Building the World's Tallest Structure in Record Time!

[arglebargle]

A crazed billionaire has a lifelong dream to build the world's tallest structure as a testament to his glory. Fearing competition, he decides that his tower must be far taller than any other in order to remain that way for as long as possible. The goal: build a 10 km tower, and do it in as little time as possible.

At his disposal are 1 m high x 100 m wide square blocks and special cranes/lifters. These lifters are capable of lifting as many as 5000 stacked blocks at a time and placing them on top of another stack. However, there are some limitations.

Placing a block on top of another block takes 1 week.
Similarly, placing a stack on top of another stack also takes 1 week.
However, if either of those stacks is taller than 100 m, this process takes 2 weeks.
Naturally, stacking a group of blocks or stacks precludes the possibility of doing anything else to that group during the same week (one operation per block or stack per week).

Our billionaire will spare no expense in the construction of this tower. Thus, the number of lifters and blocks is unlimited.

Using these unlimited resources, what is the smallest number of weeks in which the tower can be completed?

Spoiler

20 weeks

What method should be used to achieve this goal?

 

[davee123]

Spoiler

I get 20 weeks with a 12.288 km tower.

Week 0-1: 6144 lifters put 1 blocks onto 1 blocks, resulting in 6144 piles of 2 blocks
Week 1-2: 3072 lifters put 2 blocks onto 2 blocks, resulting in 3072 piles of 4 blocks
Week 2-3: 1536 lifters put 4 blocks onto 4 blocks, resulting in 1536 piles of 8 blocks
Week 3-4: 768 lifters put 8 blocks onto 8 blocks, resulting in 768 piles of 16 blocks
Week 4-5: 384 lifters put 16 blocks onto 32 blocks, resulting in 384 piles of 32 blocks
Week 5-6: 128 lifters put 32 blocks onto 32 blocks, resulting in 128 piles of 64 blocks and 128 piles of 32 blocks
Week 6-7: 128 lifters put 32 blocks onto 64 blocks, resulting in 128 piles of 96 blocks
Week 7-8: 64 lifters put 96 blocks onto 96 blocks, resulting in 64 piles of 192 blocks
Week 8-10: 32 lifters put 192 blocks onto 192 blocks, resulting in 32 piles of 384 blocks
Week 10-12: 16 lifters put 384 blocks onto 384 blocks, resulting in 16 piles of 768 blocks
Week 12-14: 8 lifters put 768 blocks onto 768 blocks, resulting in 8 piles of 1536 blocks
Week 14-16: 4 lifters put 1536 blocks onto 1536 blocks, resulting in 4 piles of 3072 blocks
Week 16-18: 2 lifters put 3072 blocks onto 3072 blocks, resulting in 2 piles of 6144 blocks
Week 18-20: 1 lifter puts 6144 blocks onto 6144 blocks, resulting in 1 pile of 12288 blocks

DaveE

 

[arglebargle]

Hi Dave,

Clever, but remember that the lifters are only capable of lifting up to 5000 blocks at a time. That makes your last step (last two weeks) invalid.

 

[davee123]

Clever, but remember that the lifters are only capable of lifting up to 5000 blocks at a time. That makes your last step (last two weeks) invalid.

Ooops, sorry, missed that bit... Solution is similar, though-- instead of building the 6144 blocks, they build 5000 blocks, which is easily feasible since it's smaller. Just have to do the logistics backwards to figure out the details.

DaveE

 

[LudusRex]

I would first want to analyze the feasibility and safety of building a 10 km tall tower in such a short amount of time. This would require extensive calculations and simulations to determine the structural integrity and potential risks involved in such a project. It is important to consider the effects of wind, weather, and other external factors on the stability of the tower.

Once the feasibility and safety have been established, I would suggest using a combination of the available lifters and blocks in an organized and strategic manner. To minimize the number of weeks needed for construction, I would propose building the tower in sections or segments simultaneously.

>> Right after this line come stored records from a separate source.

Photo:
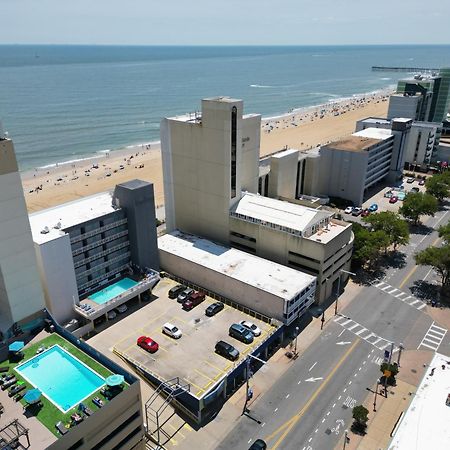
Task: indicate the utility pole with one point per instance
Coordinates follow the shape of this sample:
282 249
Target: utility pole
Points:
339 287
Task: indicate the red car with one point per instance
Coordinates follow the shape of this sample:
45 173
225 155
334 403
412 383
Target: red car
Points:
195 299
147 344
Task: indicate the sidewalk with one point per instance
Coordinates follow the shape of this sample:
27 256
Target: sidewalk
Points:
388 410
213 433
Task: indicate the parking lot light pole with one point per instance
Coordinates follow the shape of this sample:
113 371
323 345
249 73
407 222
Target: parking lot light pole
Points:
339 287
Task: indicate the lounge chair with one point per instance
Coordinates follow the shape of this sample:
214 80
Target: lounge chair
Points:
16 389
97 401
83 408
61 428
9 383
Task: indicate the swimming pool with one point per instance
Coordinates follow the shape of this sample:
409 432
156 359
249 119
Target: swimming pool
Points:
61 377
112 291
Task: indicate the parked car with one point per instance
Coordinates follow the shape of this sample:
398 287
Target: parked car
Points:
195 299
148 344
259 444
251 326
171 330
365 212
214 308
393 199
183 296
226 350
121 308
241 333
176 291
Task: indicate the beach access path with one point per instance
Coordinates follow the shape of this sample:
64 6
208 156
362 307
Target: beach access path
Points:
301 130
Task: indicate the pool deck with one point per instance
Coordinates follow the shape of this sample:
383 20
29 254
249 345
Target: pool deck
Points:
192 357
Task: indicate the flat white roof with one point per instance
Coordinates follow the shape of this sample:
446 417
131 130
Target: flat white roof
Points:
261 273
68 215
282 213
374 133
426 422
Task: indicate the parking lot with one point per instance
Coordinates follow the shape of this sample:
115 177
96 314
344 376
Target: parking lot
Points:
192 357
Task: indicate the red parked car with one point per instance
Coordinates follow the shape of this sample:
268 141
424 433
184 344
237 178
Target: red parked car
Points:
147 344
195 299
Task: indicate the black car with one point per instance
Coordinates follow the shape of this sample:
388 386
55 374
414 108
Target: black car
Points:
214 308
175 291
259 444
227 350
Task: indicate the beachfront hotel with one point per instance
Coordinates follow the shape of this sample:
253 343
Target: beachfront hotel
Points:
97 253
21 297
211 178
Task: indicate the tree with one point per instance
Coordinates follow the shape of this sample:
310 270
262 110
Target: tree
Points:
360 415
439 259
395 228
368 244
438 186
418 204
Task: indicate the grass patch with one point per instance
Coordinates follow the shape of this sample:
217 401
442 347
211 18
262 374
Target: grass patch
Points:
49 414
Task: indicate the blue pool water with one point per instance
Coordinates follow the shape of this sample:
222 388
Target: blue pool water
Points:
61 377
112 291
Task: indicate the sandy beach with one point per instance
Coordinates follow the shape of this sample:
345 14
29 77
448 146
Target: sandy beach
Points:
300 129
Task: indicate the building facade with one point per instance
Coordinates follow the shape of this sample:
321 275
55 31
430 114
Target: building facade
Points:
21 296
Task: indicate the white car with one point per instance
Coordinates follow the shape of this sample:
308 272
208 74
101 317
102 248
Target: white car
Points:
171 330
122 308
251 326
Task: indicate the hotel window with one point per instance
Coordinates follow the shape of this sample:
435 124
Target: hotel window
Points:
233 150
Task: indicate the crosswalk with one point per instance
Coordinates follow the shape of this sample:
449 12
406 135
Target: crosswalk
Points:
400 295
433 337
363 333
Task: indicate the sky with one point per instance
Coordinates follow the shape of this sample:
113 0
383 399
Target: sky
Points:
224 22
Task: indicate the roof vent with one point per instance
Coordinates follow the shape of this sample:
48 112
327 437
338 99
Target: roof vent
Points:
45 230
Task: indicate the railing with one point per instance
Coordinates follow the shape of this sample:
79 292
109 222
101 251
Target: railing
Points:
103 265
101 254
102 277
78 251
98 231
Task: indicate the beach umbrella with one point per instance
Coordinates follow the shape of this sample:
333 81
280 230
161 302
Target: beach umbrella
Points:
114 380
32 395
16 346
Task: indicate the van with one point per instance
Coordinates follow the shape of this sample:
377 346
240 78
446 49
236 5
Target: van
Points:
241 333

For example, the lifters and blocks can be divided into multiple teams, with each team responsible for a specific section of the tower. This would allow for multiple sections to be built at the same time, reducing the overall construction time.

Furthermore, the use of prefabricated or precast blocks could also speed up the construction process. These blocks can be produced off-site and then transported to the construction site, reducing the time needed for on-site assembly.

Additionally, I would suggest utilizing advanced technologies such as 3D printing and robotic assembly to further expedite the construction process.

In terms of the limitation of placing stacks taller than 100 m, I would recommend building temporary support structures to hold the taller stacks while they are being assembled. This would allow for the stacking process to continue without any delays.

In conclusion, while building the world's tallest structure in record time may seem like a daunting task, with careful planning, strategic use of resources, and advanced technologies, it is possible to achieve this goal in the shortest amount of time possible. However, it is important to prioritize safety and structural integrity throughout the construction process.